Finally when Rogin arrives at the apartment, his kind fiancee Joan greets him.
“Oh, my baby. You’re covered with snow. Why didn’t you wear your hat? It’s all over its little head”–her favorite third-person endearment (511).
And Joan washes her fiance’s (Rogin’s) hair, notices his scalp is pink (like a baby’s), and Rogin is undone. She bathes his scalp, shampoos his hair, tends to him:
Then Bellow brings it all home:
“But there’s abosolutely nothing wrong with you,” she said, and pressed against him from behind, surrounding him, pouring the water gently over him until it seemed to him that the water came from within him, it was the warm fluid of his own secret loving spirit overflowing into the sink, green and foaming, and the words he had rehearsed he forgot, and his anger at his son-to-be disappeared altogether, and he sighed, and said to her from the water-filled hollow of the sink, “You always have such wonderful ideas, Joan. You know? You have a kind of instinct, a regular gift” (513).

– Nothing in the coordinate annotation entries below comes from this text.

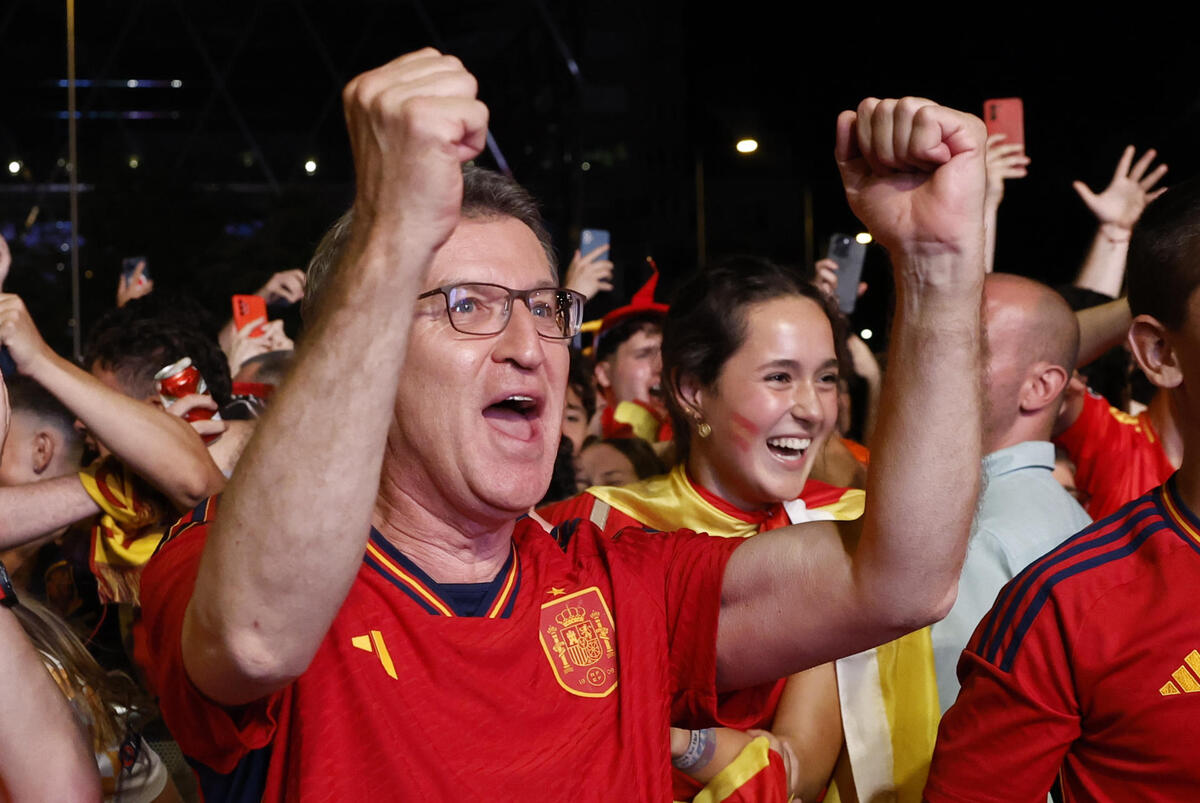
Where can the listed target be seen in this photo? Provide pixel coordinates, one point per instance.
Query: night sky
(220, 199)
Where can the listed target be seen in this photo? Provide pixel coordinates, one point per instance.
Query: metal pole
(701, 225)
(73, 178)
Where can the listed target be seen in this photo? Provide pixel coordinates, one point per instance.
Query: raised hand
(826, 279)
(21, 335)
(1122, 202)
(285, 286)
(412, 124)
(1005, 161)
(133, 286)
(589, 273)
(5, 259)
(245, 346)
(915, 174)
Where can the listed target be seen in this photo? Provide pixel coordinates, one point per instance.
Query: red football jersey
(1087, 665)
(559, 687)
(1117, 456)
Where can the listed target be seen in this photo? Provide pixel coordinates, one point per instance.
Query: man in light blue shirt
(1032, 345)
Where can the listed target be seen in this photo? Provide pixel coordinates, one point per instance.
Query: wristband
(7, 595)
(700, 750)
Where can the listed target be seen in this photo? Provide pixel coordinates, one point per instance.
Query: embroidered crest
(580, 641)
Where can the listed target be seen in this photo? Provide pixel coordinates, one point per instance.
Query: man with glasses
(369, 615)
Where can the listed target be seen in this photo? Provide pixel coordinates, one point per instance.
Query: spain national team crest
(580, 641)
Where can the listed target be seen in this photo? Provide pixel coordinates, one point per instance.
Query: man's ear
(1043, 387)
(43, 450)
(1151, 345)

Rogin sees, perhaps for the first time, he’s the child. He needs to be mothered. He is the one longing for love. He’s the one in need. Actually, there is debate about whether or not Rogin does actually grow up and come to see that he’s been the child. I kind of think, in fact, that he has not come to himself yet. Rogin was humbled, yes, a lesson we need more than we usually realize. But usually we’re the last ones to know. Others see our need first, kind of like that penchant we have for seeing those specks in other people’s eyes.